I think network meddling can be a cover your ass move, but it can also be true. I don't think any of us know enough to say which is the case with Braga.
You're right, we don't. Then again, we don't need to. Braga was no newb when he signed onto Voyager and Enterprise, he knew the culture, conditions and constraints. He also re-upped many times. Rather than test boundaries or rock boats (as others had successfully done) he opted to play things safe. At every turn he sought to prove he was a "good company man" all the way.
If he had stood up at all back then he would be regarded differently now. But he didn't. We know this because he rose quickly and steadily through the ranks until he was in charge of "Voyager" and the fudge factory known as "Enterprise."
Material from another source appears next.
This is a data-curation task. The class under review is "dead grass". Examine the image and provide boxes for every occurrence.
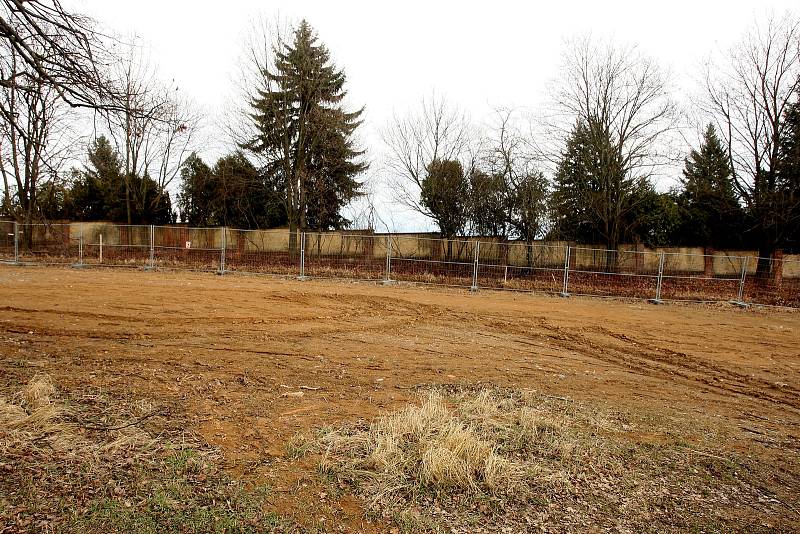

Now, as more time goes by, he just comes across as a guy trying to rewrite history.
My main passion is comic books and I can say with a high degree of confidence that corporate meddling is crippling a lot of the creative types at DC Comics right now.
Not surprising considering how hyper-"corporate" everything seems to have become. Then again that pressure has always been around. The customer for any good or service is the person or entity that is cutting the check. Who wouldn't want to have a say in what they're bankrolling?
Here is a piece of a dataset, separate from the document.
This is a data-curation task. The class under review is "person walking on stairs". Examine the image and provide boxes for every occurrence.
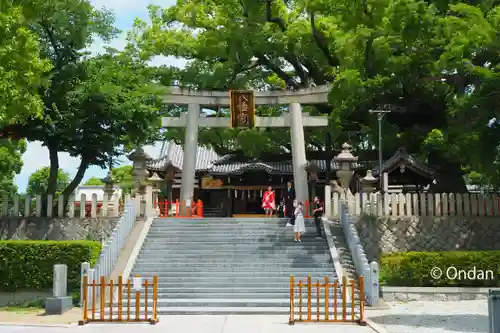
[284,181,296,227]
[262,186,276,217]
[294,201,305,242]
[313,196,325,239]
Also not all corporate input is bad. Many of the most popular and endearing features of a series' have come about as a result of "network meddling" (read Solow & Justman's book "Inside Star Trek: The Real Story" for many examples). And as you probably already know, the history of comic books in America has always been a thing of publishers forever chasing the tail of profits by conforming their lines to meet public demand.
Given that Braga had a decent track record at TNG (Cause & Effect, Parallels, AGT), I'm willing to consider the possibility that meddling from execs at least played a role in lower quality stuff that he wrote. Does he still have some responsibility? Of course. But the Trek model looks frigging insane by today's standards (22-24 hour longs, every year, for 7 years) and a guy that has a decent number of good scripts to his name shouldn't have his butthole torn open constantly.
Which is less than what TOS had to deal with (26 fifty-minute episodes a season). Some programs had orders of 32 one-hour episodes per season. In the context of history and the bigger picture Braga really has no excuse other than he didn't care beyond that threshold in which a hack would care.
My opinion. And, of course, I appreciate and respect all the differing outlooks represented here. Salute.